The adults involved in divorce 'MUST' at all cost, think of the kids first. They need to feel some sort of security, love, connection to each parent, reinforcement of promises, maintained scheduled visits and accountability on both parents part. Divorce is like a death to a child. Every time the parent visits and leaves again, they go through separation anxiety all over again. When they display frustration or discontent, they are reprimanded instead of reassured.
Here are some guidelines for parents to follow when they are getting divorced:
1. Both parents need to sit down with the children and explain to them what is happening and what to expect. Give them the opportunity to vent or ask questions. Be patient and compassionate to their needs and fears.
2. Parents need to agree...without exceptions, to never bad mouth each other to the kids or in their presence. You never tell a child that dad slept with another woman, or he is a loser.
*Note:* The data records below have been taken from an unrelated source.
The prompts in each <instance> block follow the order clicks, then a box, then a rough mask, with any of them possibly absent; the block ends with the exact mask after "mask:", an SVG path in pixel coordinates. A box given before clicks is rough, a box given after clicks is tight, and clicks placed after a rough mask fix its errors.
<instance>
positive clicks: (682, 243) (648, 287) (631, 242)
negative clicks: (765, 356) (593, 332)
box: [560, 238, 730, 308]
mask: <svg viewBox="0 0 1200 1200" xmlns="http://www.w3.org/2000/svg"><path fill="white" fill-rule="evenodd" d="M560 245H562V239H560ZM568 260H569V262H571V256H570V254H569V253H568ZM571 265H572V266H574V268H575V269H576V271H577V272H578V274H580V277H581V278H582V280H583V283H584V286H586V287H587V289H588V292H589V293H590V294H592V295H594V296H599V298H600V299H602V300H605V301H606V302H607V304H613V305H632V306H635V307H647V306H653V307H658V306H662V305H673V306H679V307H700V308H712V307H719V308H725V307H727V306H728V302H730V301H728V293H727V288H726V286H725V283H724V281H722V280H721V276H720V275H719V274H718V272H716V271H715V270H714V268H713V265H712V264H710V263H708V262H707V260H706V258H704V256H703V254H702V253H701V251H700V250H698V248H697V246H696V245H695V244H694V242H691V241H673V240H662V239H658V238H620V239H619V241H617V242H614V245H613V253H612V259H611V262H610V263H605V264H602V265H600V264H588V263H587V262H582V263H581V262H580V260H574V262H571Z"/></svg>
Mom is a player. What in the world do the children need to know these things for? True or not, you are the adults and you should act like it.
3. NEVER...USE YOUR KIDS AS A TOOL TO GET AT THE OTHER PERSON! I have seen people who will ask the kids a thousand questions about their visit with dad or mom and what they are doing. Who they are seeing, or what are they planning. They prod to learn any little tid-bit which they can use against them at a later time.
4. Children are not a message delivery service. They should not be asked to discuss child support with a parent on any level. All money matters and such are strictly discussed between the adults. Your child not only feels stressed over this, they also feel reluctant to talk to either parent in fear of what will be expected of them next.
5. The adult matters should always remain in the adult arena. Do not discussed or argue in front of the children. If you have to communicate through email or some other form of communication where the kids do not see or hear you being angry or acting foolish. The emotional damage from divorce can cut so deep, it can affect your child for life.
6. There is a fine line you walk as a single parent. It's never easy and always trying.